Square Enix to avoid large-scale internal development after Final Fantasy XIII-2
It is well documented that the development of Final Fantasy XIII was fraught with difficulty, and that Square Enix wished to get its franchise back on track. While the game sold very well, it came at a much higher cost than the company would have liked.
"The development time was quite long," admitted Motomu Toriyama, director of FFXIII and FXIII-2, at GDC Taipei. "Within our company, developing on PlayStation for Final Fantasy XIII we required a huge amount of graphical data. ... At the peak, there were over 200 people working on it. The breakdown there was 180 artists, 30 programmers, and 36 game designers.
"With a large-scale development team, we didn't use our time well," he said. "How do you communicate to everyone in the department what the drive of the game is?" The company had previously been using the story as the basis for development, but as it changed, it was tough to keep that many people abreast of the changes. "We decided we needed to create more practical milestones, not story-based ones."

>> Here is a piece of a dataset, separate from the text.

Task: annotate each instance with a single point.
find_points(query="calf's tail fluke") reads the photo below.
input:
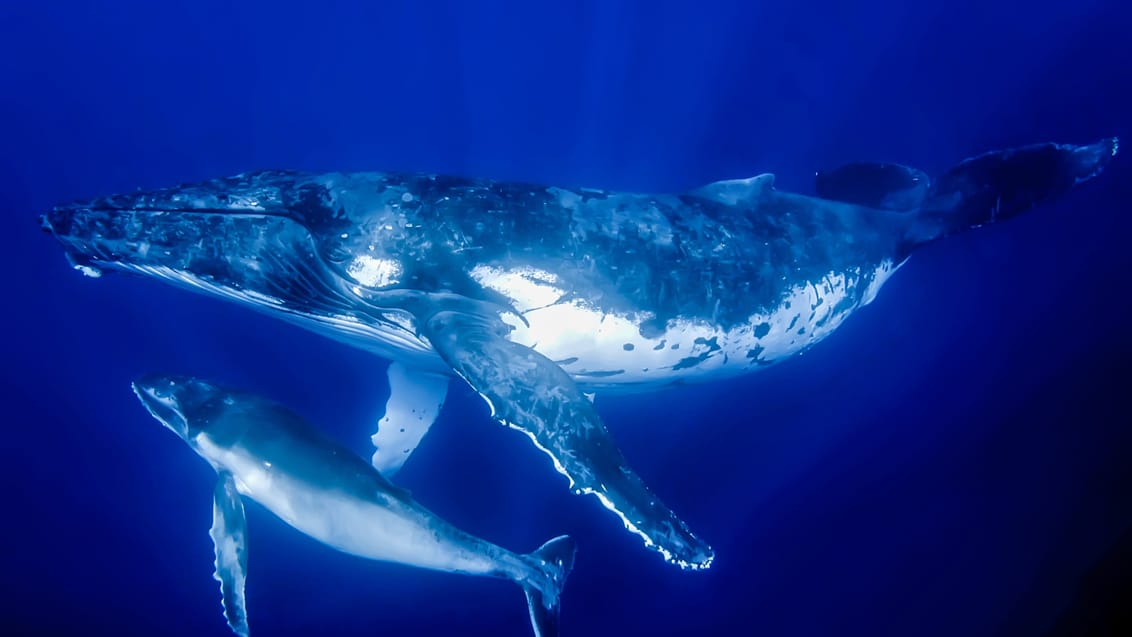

"Because it's a large-scale project, we had to keep it secret, but this led to user testing happening way too late in the process," he said. "We heard a lot of feedback about things we needed to fix, and we decided we would do that with FFXIII-2. ... We decided that we would have a milestone every month, and realized we needed to applied more Western technology and production techniques. We learned this not only from GDC, but also from Eidos [now owned by Square Enix]."
"We are also thinking that we will not do large-scale internal development any longer." he said. "We have a lot of great creators in Square Enix, but for larger-scale development we will be doing more distributed and outsourced development to reach our targets on time."
Moving to this monthly milestone-type development, "In the beginning of a month we decide the achievements for that month, he said. We decide the core of what we need to do, and plan for that."
Development went well for XIII-2, but he still feels it could be better. "We feel like we need to add more buffer time for player testing in the future," he added. "We improved for FFXIII-2, but it's still not enough time to add everything we learn back into the game."
Toriyama also touched on the success of the Asian launch, meaning all parts of Asia that are not Japan. The Chinese and Korean versions were made with the assistance of Sony, helping them achieve a worldwide launch for FFXIII-2.
He further revealed that Final Fantasy XIII sold 350,000 units in Asia, making it the number one third-party game on PlayStation 3, while FFXIII-2 sold 200,000. "This may not seem like a lot," he said, "But compared to other games in Asia, this game even beat our numbers for other markets like Germany and France."